I have a lifelong fascination, almost an obsession, with planes and trains. When I was six year’s old, my parents would take me to Muscogee County Airport in Columbus to watch the DC-3’s come and go. Admission to the observation deck was a dime. From there we had a catbird seat over the ramp area where all the action took place. I knew the schedules for Delta, Eastern, and Southern Airways by heart, so I always knew the best times to start searching the skies for an incoming plane. My dad would put a nickel in the telescope so we could get a glimpse of incoming aircraft long before anyone else knew one was about to land. Watching and listening to a big ole DC-3’s engines as they taxied to the ramp right below us was about as good as it could get.
When I was 8-10 years old, my Grandpa and I used to sit for hours on a baggage cart at the Toccoa, Georgia train station so I could watch the trains come and go. It was thrilling to see that flashing headlight get closer and closer until the Southern roared by only a few feet away. The sights, sounds, and smells of DC-3’s and big locomotives will forever be a cherished memory for me. I’m just weird that way.
When my job took me to Denver, I started riding my bicycle to Stapleton Airport on Sundays where I could sit alongside the runway, outside of the security fence and watch the commercial jets land and take off. I would sit there for hours, baking in the sun, choking on kerosene fumes just to see the big jets come and go. Only when there was an unbearable lull in the action did I cycle back home.
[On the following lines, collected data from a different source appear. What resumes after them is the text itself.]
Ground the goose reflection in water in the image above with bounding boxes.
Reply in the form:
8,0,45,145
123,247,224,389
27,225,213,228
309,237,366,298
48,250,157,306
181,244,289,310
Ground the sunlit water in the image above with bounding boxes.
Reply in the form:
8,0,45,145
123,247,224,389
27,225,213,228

Now I have a townhouse overlooking the Stone Mountain Trail in downtown Decatur. My favorite room in the house is my second story balcony where I can see all the walkers and cyclists going by. Trail watching has taken the place of train and plane watching. My balcony is the observation deck in Columbus; the baggage cart in Toccoa, and the bench outside of the Denver airport. I obviously don’t care whether it’s planes, trains, or people going by as long as something’s going by. I’m just an action voyeur! I now know every person and their dog that go by; often engaging one or the other in conversation from my second story perch.
I’m obviously not alone in my love of observing things going by. We recently opened the South Peachtree Creek Trail around the Clairmont Place Retirement Home. The Director told me at the grand opening, she had had several requests for benches along their parking lot, facing away from the building but facing the trail so residents could watch the stream of bicycles, joggers, and dog walkers on the trail. Our trail has become the active transportation entertainment venue for people like me who enjoy watching what goes by.
Sure, DC-3’s and locomotives make more noise and create more commotion when they come on the scene, but trail watching is really special too. People wave, dogs wag, and every now and then a hottie goes by. Trail watching just may be the best watching of all.